# Strata Minis on Order :D



## Josuah (Apr 26, 2006)

I just placed an order for a pair of Strata Mini's from AV123. At their "Black Friday" prices, it just became very hard to resist. And then my wife said I should just go for it instead of sitting there looking all the time.  (I'd been asking before about active monitors and other things, but forget all that now!) Probably won't be here for a couple of weeks, but really excited. 

Not sure if I'm going to be using the woofers in back though, because of placement issues. But I've still got the UFW-12 so that's not a problem.


----------



## Sonnie (Apr 11, 2006)

Congrats... that is a sweet deal they got going on and I've read lot of good things about those speakers.

A pic for those who haven't seen those...

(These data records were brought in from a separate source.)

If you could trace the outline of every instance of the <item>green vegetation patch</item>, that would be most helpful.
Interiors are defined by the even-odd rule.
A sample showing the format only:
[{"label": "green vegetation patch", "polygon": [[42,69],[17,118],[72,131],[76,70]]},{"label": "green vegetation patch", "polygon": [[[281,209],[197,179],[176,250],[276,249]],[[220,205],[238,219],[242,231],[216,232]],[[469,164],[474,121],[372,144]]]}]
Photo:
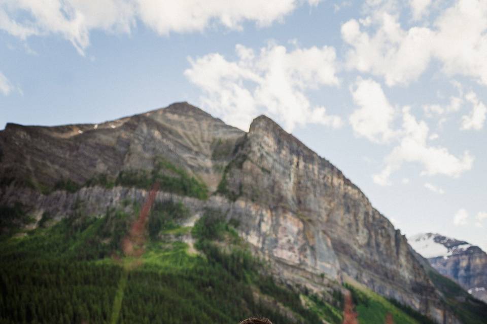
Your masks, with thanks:
[{"label": "green vegetation patch", "polygon": [[149,215],[149,234],[153,239],[157,239],[162,231],[177,232],[180,228],[178,222],[187,218],[189,212],[181,201],[168,200],[154,204]]},{"label": "green vegetation patch", "polygon": [[[411,316],[386,298],[369,289],[360,289],[349,284],[345,284],[345,287],[352,293],[360,324],[384,323],[388,313],[392,315],[395,324],[429,324],[434,322],[412,309],[410,309],[409,311],[414,315]],[[416,319],[420,317],[423,319],[419,320]]]},{"label": "green vegetation patch", "polygon": [[13,207],[0,206],[0,234],[12,235],[19,227],[35,222],[36,220],[27,215],[24,210],[20,202],[16,202]]}]

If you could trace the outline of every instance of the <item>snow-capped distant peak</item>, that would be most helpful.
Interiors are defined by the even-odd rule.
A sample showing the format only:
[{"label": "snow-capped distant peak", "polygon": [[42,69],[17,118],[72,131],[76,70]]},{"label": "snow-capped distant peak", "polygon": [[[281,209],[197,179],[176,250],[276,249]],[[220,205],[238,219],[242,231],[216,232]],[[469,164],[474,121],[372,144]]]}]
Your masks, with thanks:
[{"label": "snow-capped distant peak", "polygon": [[448,254],[448,248],[435,241],[438,234],[428,233],[419,234],[409,238],[408,241],[416,252],[426,258],[445,257]]},{"label": "snow-capped distant peak", "polygon": [[415,235],[409,237],[408,241],[414,251],[427,259],[438,257],[446,259],[474,246],[465,241],[433,233]]}]

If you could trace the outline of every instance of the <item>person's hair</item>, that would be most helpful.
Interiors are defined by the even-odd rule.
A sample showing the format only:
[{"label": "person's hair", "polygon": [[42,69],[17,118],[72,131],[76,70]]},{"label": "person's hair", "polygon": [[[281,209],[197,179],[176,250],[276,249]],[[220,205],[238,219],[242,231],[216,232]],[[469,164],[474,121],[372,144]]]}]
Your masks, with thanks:
[{"label": "person's hair", "polygon": [[272,324],[272,322],[265,317],[250,317],[240,322],[240,324]]}]

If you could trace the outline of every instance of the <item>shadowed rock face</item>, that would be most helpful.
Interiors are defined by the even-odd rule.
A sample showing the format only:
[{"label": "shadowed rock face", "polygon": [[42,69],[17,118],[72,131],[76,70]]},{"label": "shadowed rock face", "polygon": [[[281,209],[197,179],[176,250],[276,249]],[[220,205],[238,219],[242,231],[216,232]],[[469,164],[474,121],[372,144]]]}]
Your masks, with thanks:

So did you get the free pair of x-s speakers?

What center did you get?


----------



## Josuah (Apr 26, 2006)

No, I ordered off the Black Friday B-stock price list, not the specials list. So didn't get any other speakers besides the Minis. This is not going to be used in our home theater, but in our second set up. Would have been nice to pick up some free small speakers, to use with the computers, but not a big deal. This order already includes free shipping which is a great bonus on top of the price markdown.


----------



## mazersteven (Apr 5, 2007)

SO what do you think of the Strata's?

Any pictures? :foottap:


----------



## Josuah (Apr 26, 2006)

They haven't arrived yet.


----------